While market weakness and volatility did not put a big dent in the number of mergers and acquisitions among wealth and asset managers in 2022, the gloomy economic backdrop did lead to smaller-sized transactions compared with prior years.
Through the end of November, asset and wealth management firms announced 355 transactions involving total transacted AUM of about $1.493 trillion, according to a recent report from investment bank Piper Sandler & Co. That compares with 346 transactions in the same period of 2021, but transacted AUM amounted to $3.177 trillion — more than double the 2022 figure.
(For all of 2021, there were a record 398 transactions, with total transacted AUM of $3.35 trillion, according to updated figures from Piper Sandler.)
Aaron Dorr, New York-based managing director and head of asset and wealth management investment banking at Piper Sandler, said that while the overall volume of deals remained about the same, the AUM figure plunged as asset managers were more cautious amid declining markets and opted to focus on "smaller tactical deals" rather than on "large, transformational transactions."
According to data compiled by Pensions & Investments, one of the biggest deals to close in 2022 was Goldman Sachs Group Inc.'s €1.7 billion ($1.82 billion) acquisition of Dutch-based NN Investment Partners, which had about $355 billion in assets under management and $70 billion in assets under advisement when the deal was announced.
In June 2022, Voya Financial Inc. agreed to integrate certain assets of the U.S. business of Allianz Global Investors with its asset management unit, Voya Investment Management, increasing Voya's AUM by $120 billion at the time the deal was announced. In Exchange, AllianzGI received a 24% stake in Voya Investment Management.
Regardless of how strong or weak the economic backdrop is, Mr. Dorr said that large asset managers are committed to growing their AUM and diversifying their investment capabilities, primarily by acquiring faster-growing alternative managers, among other targets.

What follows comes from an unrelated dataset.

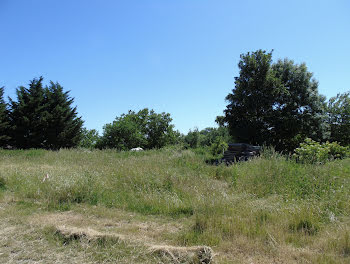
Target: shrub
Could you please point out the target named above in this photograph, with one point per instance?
(311, 151)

"This has been a secular trend that I don't see changing," he said.
However, weak and volatile markets of 2022 — coupled with rising inflation, interest rates and ongoing geopolitical uncertainty — weighed on M&A activity among asset and wealth managers, according to Jeffrey B. Stakel, Stamford, Conn.-based principal at Casey Quirk, a business of Deloitte Consulting LLP.
Nevertheless, Mr. Stakel concurred that the long-term ongoing trends in the asset management industry persist and will likely lead to continued consolidation.
"Large traditional money manager are under fee pressure and are still seeking to diversify their investment portfolios and generate new revenue streams," he said. "As such, we continue to see traditional asset managers buying stakes in smaller firms with expertise in alternative strategies, private markets, infrastructure and real estate."
Richard Bruyere, Paris-based managing partner and co-founder of consultancy Indefi, said traditional asset managers need to find new avenues of sustainable growth and the best way to achieve that is to acquire or team up with alternative and private equity firms, where returns are strong and fees remain high.
For example, in November 2022, Franklin Resources Inc. acquired European alternative credit manager BNY Alcentra Group Holdings (which had $35 billion in AUM); and in October, Nuveen said it agreed to acquire a controlling stake in European private debt manager Arcmont Asset Management.
Mr. Bruyere pointed out that the traditional asset management industry — comprised of firms that aren't solely alternatives managers — has matured to a point when it can only expect to see a 2% to 3% rate of organic annual growth.
"The industry is undergoing a crisis in growth and needs to make tactical, strategic deals with high-growth segments of the market, including private markets," he said.